I had been patiently sitting and listening to this exchange waiting for this, the moment it escalated when i would be forced to say something. "Hey, easy guy." That's all i said. I was previously invisible to him as he was focused on arguing with this woman in line. But when the guy made eye contact with me i saw the realization wash over his face that the woman he was talking to at that point was my wife. He then turned around and didn't say another word. Now, i'm a classic weakling and a coward with no skills when it comes to physical confrontation, which is why i wouldn't have engaged this guy at all. And i don't consider myself a threatening presence in the least, but i was a good foot taller, probably 50-60 pounds heavier and at least 10 years younger than this guy. But more than our physical differences, what this guys actions said to me is that this guy is comfortable throwing his weight around when talking to a 100 pound woman but wouldn't say those kinds of things to another man. A true coward.

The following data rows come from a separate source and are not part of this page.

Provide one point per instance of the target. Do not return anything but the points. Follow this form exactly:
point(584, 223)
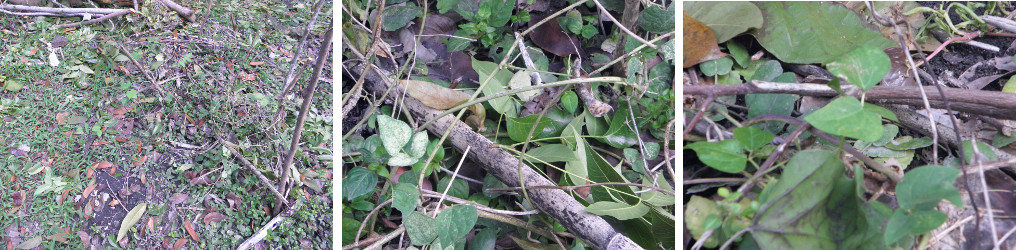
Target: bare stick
point(257, 173)
point(100, 19)
point(622, 26)
point(185, 12)
point(58, 10)
point(308, 97)
point(270, 226)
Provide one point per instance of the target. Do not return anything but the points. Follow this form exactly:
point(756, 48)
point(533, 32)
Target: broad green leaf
point(658, 198)
point(395, 17)
point(454, 223)
point(518, 128)
point(696, 211)
point(132, 217)
point(619, 210)
point(812, 206)
point(753, 138)
point(569, 101)
point(727, 19)
point(716, 67)
point(404, 197)
point(503, 105)
point(813, 32)
point(419, 145)
point(551, 153)
point(421, 228)
point(359, 181)
point(522, 79)
point(845, 117)
point(658, 20)
point(394, 133)
point(924, 187)
point(865, 66)
point(726, 155)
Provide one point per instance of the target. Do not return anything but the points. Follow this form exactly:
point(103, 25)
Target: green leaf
point(726, 155)
point(738, 52)
point(727, 19)
point(845, 117)
point(883, 112)
point(396, 17)
point(518, 128)
point(500, 12)
point(551, 153)
point(924, 187)
point(454, 223)
point(589, 30)
point(619, 210)
point(421, 228)
point(904, 144)
point(404, 197)
point(697, 210)
point(657, 20)
point(132, 217)
point(359, 181)
point(753, 138)
point(503, 105)
point(865, 66)
point(981, 147)
point(716, 67)
point(809, 207)
point(620, 134)
point(569, 101)
point(394, 133)
point(813, 32)
point(445, 5)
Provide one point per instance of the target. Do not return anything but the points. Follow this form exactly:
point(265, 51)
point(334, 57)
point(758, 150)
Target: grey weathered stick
point(100, 19)
point(58, 10)
point(185, 12)
point(558, 204)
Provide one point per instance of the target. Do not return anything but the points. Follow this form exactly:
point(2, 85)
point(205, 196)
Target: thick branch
point(994, 104)
point(557, 203)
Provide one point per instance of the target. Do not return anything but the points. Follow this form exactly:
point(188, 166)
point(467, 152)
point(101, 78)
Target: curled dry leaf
point(552, 39)
point(180, 244)
point(440, 98)
point(213, 217)
point(700, 43)
point(190, 231)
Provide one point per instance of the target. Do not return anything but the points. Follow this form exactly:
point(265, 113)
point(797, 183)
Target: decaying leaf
point(700, 43)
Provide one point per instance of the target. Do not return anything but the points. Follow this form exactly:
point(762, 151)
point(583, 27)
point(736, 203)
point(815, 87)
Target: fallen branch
point(100, 19)
point(270, 226)
point(185, 12)
point(558, 204)
point(994, 104)
point(308, 98)
point(15, 7)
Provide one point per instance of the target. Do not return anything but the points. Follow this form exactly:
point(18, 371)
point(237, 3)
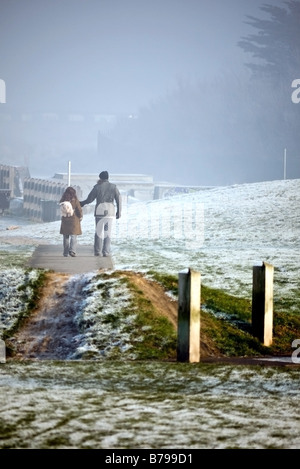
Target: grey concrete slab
point(50, 257)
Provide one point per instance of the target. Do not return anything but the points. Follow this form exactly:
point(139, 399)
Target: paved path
point(50, 257)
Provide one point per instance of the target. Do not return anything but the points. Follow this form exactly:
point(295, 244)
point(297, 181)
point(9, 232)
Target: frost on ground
point(107, 404)
point(130, 405)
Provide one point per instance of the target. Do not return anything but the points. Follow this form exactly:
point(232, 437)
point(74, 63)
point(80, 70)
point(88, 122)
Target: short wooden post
point(189, 305)
point(2, 351)
point(262, 303)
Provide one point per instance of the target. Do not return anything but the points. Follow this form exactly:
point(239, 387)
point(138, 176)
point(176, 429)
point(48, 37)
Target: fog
point(116, 85)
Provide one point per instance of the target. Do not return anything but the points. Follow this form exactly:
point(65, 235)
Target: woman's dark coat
point(71, 225)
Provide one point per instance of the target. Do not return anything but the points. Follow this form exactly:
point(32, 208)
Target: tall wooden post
point(189, 305)
point(262, 303)
point(2, 351)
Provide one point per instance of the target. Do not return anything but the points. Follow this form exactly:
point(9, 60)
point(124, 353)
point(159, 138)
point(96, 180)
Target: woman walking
point(70, 221)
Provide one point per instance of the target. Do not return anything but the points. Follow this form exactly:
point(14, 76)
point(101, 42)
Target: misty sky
point(113, 56)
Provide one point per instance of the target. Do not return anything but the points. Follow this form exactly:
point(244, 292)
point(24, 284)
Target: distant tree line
point(228, 131)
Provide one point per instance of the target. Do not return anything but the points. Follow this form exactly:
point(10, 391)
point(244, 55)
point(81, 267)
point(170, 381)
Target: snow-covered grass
point(221, 232)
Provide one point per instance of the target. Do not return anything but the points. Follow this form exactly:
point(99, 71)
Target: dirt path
point(50, 331)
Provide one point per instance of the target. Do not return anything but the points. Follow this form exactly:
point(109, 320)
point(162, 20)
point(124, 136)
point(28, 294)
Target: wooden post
point(2, 351)
point(189, 305)
point(262, 303)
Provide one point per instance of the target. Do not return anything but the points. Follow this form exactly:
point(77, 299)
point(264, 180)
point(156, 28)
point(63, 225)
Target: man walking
point(108, 206)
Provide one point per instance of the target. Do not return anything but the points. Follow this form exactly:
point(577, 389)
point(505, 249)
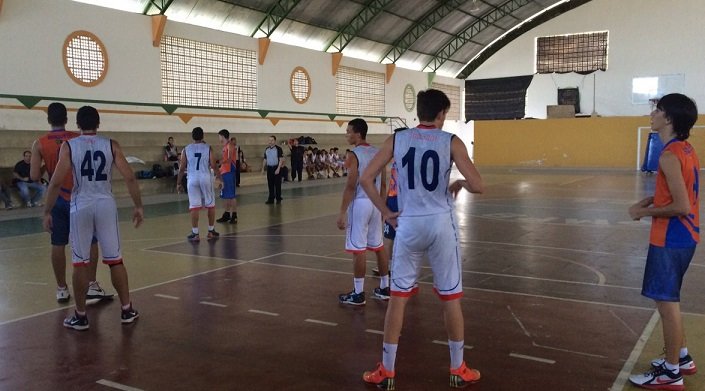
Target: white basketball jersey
point(423, 160)
point(364, 154)
point(199, 160)
point(92, 163)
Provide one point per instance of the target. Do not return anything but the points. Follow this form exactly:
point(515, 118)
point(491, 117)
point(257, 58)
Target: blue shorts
point(388, 231)
point(61, 221)
point(665, 268)
point(228, 190)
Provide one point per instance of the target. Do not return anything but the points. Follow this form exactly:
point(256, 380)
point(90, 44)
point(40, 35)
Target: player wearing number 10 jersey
point(426, 226)
point(93, 210)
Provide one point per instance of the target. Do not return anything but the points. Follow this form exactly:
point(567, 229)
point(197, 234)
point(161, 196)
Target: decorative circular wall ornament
point(409, 98)
point(300, 85)
point(85, 58)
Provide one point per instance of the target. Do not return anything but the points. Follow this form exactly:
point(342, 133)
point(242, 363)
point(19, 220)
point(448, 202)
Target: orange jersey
point(227, 163)
point(678, 231)
point(51, 144)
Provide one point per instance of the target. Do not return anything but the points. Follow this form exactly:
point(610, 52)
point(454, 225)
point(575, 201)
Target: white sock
point(359, 284)
point(384, 281)
point(456, 353)
point(389, 355)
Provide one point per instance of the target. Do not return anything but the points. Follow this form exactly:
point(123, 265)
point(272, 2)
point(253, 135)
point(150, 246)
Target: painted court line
point(263, 312)
point(321, 322)
point(532, 358)
point(623, 376)
point(117, 386)
point(212, 304)
point(445, 343)
point(167, 296)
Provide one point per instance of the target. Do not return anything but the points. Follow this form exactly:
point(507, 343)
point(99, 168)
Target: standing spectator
point(227, 174)
point(297, 160)
point(171, 153)
point(360, 219)
point(93, 210)
point(197, 158)
point(24, 183)
point(46, 149)
point(238, 166)
point(426, 226)
point(273, 162)
point(675, 215)
point(5, 196)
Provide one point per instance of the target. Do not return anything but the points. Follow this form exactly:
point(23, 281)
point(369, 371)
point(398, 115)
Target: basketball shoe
point(380, 377)
point(659, 378)
point(463, 376)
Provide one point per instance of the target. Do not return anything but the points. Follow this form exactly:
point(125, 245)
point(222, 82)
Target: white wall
point(646, 38)
point(34, 31)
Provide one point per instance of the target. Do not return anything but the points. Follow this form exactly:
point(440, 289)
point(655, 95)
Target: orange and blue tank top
point(51, 144)
point(678, 231)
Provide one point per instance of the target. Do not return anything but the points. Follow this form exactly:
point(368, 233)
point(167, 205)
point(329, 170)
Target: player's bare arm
point(132, 187)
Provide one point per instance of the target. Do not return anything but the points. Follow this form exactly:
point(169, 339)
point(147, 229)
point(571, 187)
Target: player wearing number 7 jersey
point(425, 225)
point(93, 210)
point(197, 160)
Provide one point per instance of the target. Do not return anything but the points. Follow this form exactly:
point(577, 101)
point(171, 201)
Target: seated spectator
point(5, 196)
point(24, 183)
point(171, 153)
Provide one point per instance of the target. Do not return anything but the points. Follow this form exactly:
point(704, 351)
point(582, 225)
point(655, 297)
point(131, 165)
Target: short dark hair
point(87, 118)
point(197, 133)
point(682, 112)
point(359, 126)
point(56, 114)
point(429, 103)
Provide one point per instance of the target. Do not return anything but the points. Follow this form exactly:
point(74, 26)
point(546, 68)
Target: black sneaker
point(659, 378)
point(382, 294)
point(77, 322)
point(129, 315)
point(352, 298)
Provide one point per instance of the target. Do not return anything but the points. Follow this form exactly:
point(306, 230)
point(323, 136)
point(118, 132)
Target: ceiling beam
point(275, 15)
point(528, 25)
point(350, 31)
point(419, 28)
point(483, 21)
point(160, 5)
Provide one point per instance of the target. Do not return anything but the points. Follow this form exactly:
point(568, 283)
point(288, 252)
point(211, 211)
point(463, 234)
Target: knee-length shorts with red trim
point(434, 236)
point(97, 218)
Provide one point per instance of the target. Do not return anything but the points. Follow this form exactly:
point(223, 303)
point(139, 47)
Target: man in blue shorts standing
point(675, 232)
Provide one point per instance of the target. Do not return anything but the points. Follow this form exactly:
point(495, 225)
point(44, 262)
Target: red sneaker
point(381, 377)
point(463, 376)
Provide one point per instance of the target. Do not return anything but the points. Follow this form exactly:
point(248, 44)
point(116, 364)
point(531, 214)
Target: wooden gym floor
point(552, 276)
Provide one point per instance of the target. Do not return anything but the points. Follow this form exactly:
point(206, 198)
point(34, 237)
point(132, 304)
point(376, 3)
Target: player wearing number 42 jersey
point(425, 225)
point(91, 158)
point(198, 160)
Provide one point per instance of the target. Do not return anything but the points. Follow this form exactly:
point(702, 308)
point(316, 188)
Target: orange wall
point(609, 142)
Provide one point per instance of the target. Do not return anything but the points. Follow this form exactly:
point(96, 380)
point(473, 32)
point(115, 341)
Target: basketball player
point(675, 218)
point(198, 160)
point(362, 220)
point(93, 210)
point(46, 150)
point(424, 156)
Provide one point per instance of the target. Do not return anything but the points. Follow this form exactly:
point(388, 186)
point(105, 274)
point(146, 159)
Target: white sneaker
point(62, 294)
point(96, 292)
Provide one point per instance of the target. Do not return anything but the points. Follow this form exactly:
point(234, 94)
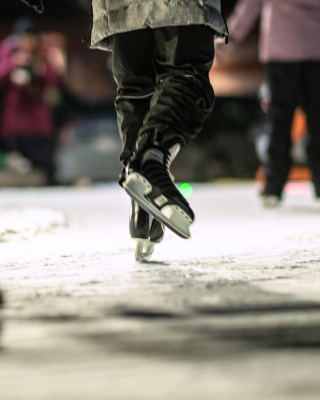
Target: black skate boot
point(145, 230)
point(151, 186)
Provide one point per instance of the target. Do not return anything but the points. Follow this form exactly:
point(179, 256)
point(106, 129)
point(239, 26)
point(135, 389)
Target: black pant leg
point(284, 81)
point(184, 97)
point(39, 150)
point(135, 77)
point(311, 96)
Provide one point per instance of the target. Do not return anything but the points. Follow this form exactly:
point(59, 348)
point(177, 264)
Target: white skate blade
point(270, 201)
point(144, 250)
point(173, 217)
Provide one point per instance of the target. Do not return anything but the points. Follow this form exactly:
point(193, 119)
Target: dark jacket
point(115, 16)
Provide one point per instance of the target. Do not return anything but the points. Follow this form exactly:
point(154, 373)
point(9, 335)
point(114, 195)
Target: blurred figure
point(26, 75)
point(289, 48)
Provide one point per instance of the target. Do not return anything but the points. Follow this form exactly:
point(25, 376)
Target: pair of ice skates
point(155, 200)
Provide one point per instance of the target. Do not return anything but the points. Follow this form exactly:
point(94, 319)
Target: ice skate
point(145, 230)
point(153, 189)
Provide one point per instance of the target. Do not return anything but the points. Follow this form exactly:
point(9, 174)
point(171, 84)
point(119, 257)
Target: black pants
point(292, 85)
point(37, 149)
point(163, 83)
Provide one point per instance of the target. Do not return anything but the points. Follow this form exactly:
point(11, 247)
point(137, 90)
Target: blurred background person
point(28, 71)
point(289, 48)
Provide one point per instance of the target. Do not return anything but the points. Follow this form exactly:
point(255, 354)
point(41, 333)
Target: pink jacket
point(20, 113)
point(290, 29)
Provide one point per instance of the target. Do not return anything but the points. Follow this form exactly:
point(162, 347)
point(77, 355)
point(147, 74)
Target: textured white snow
point(232, 313)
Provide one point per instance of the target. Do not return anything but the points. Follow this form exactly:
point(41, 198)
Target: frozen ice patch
point(26, 223)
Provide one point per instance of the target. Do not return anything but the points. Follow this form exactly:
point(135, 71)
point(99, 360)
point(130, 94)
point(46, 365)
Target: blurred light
point(296, 189)
point(186, 190)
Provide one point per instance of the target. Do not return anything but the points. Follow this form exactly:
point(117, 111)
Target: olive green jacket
point(115, 16)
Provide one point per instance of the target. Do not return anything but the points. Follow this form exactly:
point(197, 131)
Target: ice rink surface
point(233, 313)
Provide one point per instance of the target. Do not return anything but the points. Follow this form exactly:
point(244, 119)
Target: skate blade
point(144, 250)
point(173, 217)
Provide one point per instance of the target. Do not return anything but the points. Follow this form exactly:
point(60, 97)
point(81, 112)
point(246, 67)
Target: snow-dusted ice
point(232, 313)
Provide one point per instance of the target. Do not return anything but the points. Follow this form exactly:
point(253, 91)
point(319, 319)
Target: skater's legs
point(311, 91)
point(184, 97)
point(135, 77)
point(284, 79)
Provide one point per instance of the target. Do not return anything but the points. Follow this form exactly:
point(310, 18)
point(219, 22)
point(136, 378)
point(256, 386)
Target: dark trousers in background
point(37, 149)
point(163, 83)
point(292, 85)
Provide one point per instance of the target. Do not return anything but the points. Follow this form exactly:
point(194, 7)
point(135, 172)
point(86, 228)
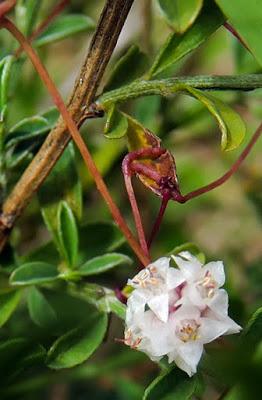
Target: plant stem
point(102, 45)
point(135, 210)
point(168, 87)
point(155, 229)
point(77, 138)
point(230, 172)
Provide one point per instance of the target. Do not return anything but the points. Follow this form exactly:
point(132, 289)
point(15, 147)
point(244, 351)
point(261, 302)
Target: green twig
point(167, 87)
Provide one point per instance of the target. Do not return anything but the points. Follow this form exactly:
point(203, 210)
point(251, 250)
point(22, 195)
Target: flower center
point(146, 277)
point(130, 340)
point(207, 285)
point(188, 330)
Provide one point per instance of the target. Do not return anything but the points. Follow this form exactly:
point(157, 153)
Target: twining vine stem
point(77, 138)
point(112, 19)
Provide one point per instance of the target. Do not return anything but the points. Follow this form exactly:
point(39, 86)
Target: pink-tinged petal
point(211, 329)
point(232, 326)
point(219, 303)
point(186, 311)
point(188, 356)
point(189, 257)
point(174, 278)
point(190, 269)
point(161, 265)
point(156, 332)
point(159, 305)
point(191, 295)
point(216, 269)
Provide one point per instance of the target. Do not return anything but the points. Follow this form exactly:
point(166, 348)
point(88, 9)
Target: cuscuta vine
point(101, 186)
point(165, 87)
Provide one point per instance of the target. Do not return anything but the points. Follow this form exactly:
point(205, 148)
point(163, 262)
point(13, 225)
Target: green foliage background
point(66, 256)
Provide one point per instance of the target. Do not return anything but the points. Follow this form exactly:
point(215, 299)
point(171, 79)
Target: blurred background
point(225, 224)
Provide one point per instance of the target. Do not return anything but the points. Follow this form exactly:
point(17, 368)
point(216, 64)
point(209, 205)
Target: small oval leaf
point(180, 13)
point(8, 303)
point(252, 333)
point(103, 263)
point(67, 233)
point(178, 46)
point(76, 346)
point(34, 273)
point(231, 124)
point(40, 310)
point(64, 26)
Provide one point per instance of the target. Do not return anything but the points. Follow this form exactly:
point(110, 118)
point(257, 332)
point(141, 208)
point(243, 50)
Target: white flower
point(202, 283)
point(173, 312)
point(155, 287)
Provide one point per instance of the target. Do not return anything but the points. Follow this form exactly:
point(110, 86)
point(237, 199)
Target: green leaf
point(34, 273)
point(245, 16)
point(5, 73)
point(179, 13)
point(116, 124)
point(8, 303)
point(26, 12)
point(62, 184)
point(28, 128)
point(178, 46)
point(67, 233)
point(40, 310)
point(171, 384)
point(63, 27)
point(98, 238)
point(103, 263)
point(252, 334)
point(192, 248)
point(230, 123)
point(131, 66)
point(77, 345)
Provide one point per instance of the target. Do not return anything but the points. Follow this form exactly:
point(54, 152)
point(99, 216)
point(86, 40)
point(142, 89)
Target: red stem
point(155, 229)
point(230, 172)
point(135, 210)
point(77, 138)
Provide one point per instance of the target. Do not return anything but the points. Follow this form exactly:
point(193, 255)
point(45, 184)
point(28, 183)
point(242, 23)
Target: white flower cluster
point(175, 311)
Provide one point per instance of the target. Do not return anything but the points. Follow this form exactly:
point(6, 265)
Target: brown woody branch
point(101, 48)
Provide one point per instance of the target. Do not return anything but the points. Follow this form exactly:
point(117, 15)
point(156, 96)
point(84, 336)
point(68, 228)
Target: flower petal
point(174, 278)
point(216, 269)
point(159, 305)
point(188, 356)
point(211, 329)
point(189, 266)
point(219, 303)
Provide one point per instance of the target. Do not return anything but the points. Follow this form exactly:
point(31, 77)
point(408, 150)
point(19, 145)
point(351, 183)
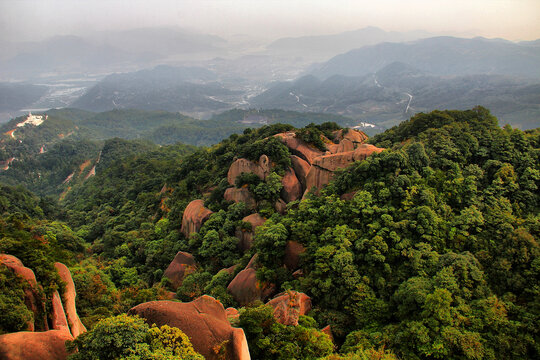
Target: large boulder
point(246, 166)
point(288, 307)
point(245, 236)
point(182, 265)
point(299, 147)
point(31, 293)
point(75, 324)
point(58, 315)
point(194, 216)
point(240, 195)
point(301, 169)
point(204, 321)
point(293, 250)
point(292, 189)
point(25, 345)
point(246, 289)
point(323, 167)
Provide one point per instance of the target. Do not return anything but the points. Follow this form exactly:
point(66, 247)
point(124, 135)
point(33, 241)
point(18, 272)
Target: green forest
point(426, 250)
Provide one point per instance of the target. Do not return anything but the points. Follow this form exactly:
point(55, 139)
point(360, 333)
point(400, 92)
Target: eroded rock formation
point(204, 321)
point(194, 216)
point(75, 324)
point(25, 345)
point(288, 307)
point(240, 195)
point(182, 265)
point(245, 236)
point(245, 288)
point(31, 294)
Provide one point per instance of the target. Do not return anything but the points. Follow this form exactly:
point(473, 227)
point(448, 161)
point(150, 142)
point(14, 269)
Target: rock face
point(289, 306)
point(245, 166)
point(204, 321)
point(58, 316)
point(245, 288)
point(352, 135)
point(299, 147)
point(293, 250)
point(182, 265)
point(322, 170)
point(246, 236)
point(31, 294)
point(194, 216)
point(75, 324)
point(47, 345)
point(292, 189)
point(240, 195)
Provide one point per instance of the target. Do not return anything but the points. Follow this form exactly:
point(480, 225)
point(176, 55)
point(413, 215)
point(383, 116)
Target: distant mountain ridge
point(440, 56)
point(330, 45)
point(399, 90)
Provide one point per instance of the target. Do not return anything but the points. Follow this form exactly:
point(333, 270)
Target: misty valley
point(173, 194)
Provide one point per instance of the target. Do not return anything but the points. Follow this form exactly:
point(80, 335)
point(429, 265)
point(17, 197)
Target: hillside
point(440, 56)
point(418, 241)
point(398, 90)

Just at that moment the guy's wife walks up to catch the tail end of this standoff. She doesn't say anything to us and goes up to her husband and they quietly talk to one another. Soon after their ice creams arrive and they collect them and walk past us. As they do, i look away trying to avoid further confrontation. My wife looks at them and smiles. And i didn't see it, but my wife says, "oh, don't roll your eyes at me," to the wife of this guy. She is much bigger than my wife (and her husband for that fact) and she squares up to my wife and shouts, "F*** you, Karen!" She and my wife exchange a couple more words and her husband mutters, "let's just go," and they both saunter off. This is the end of that whole confrontation, but it's one of those ones where you sit and think about it for hours afterward. What i would have said had i thought of it in the moment is that lady is 100% using that term wrong. SHE is calling MY WIFE a Karen? SHE'S the one who has the husband complaining because Sam's Club isn't making his $1.60 ice cream fast enough. I'm convince she has that 180 degrees flipped. What did my wife wish she said? "You're just mad because your husband can't pick you up." A bit of a low blow, but given the abuse she endured i would have allowed it. However, I told her if she would have said that this lady would have charged her, and i'm not sure i could have pulled her off. Anyway, i guess the moral of this story is don't be mean to people unless they deserve it.
Sorry for my pointless meandering story there but i was looking for a way to pad this review. This is another root beer sent to me by my friend in Minnesota. Whistler Classic Sodas are made in Spring Lake Park, MN and distributed by Blue Sun Bottling. One of the flavors they offer is a Lemon Root Beer. I found a Facebook page for the company because the website listed on the bottle led me to this site which says the domain is for sale (and not really a bargain if you ask me). I personally don't care to traffic much on Facebook and don't have a profile on that platform, but it looks like a fun little operation. The 12 oz clear glass bottle has a fun shape to it, all twisty and stuff (like that guy's ice cream from Sam's Club) but the label is pretty sad.
The Whistler logo is on the bottle... and that's about it. The defunct website is listed near the bottom of the bottle and on the back is a barcode and some info about the bottling company. That's all. The only way to tell this is root beer is by looking at the cap to see a poorly printed and lazily placed sticker with the flavor and very difficult to make out ingredients listed. This was not impressive to me in the least. I like the logo but from the slap-dash nature of this i thought someone threw some root beer in a random recycled bottle. I will say though that the piss poor labeling does not match the caliber of the taste of this soda. This is a good tasting soda. It's very sweet with a pervasive lemon backbone to the flavor. The carbonation is good and it has a nice, sweet finish. I think my main criticism of it is similar to the last root beer i reviewed; i would not call this a root beer. The flavor of this doesn't remotely resemble that of a classic or even rudimentary root beer. It tastes like a candy or a dessert. Again, it's good, but it ain't root beer.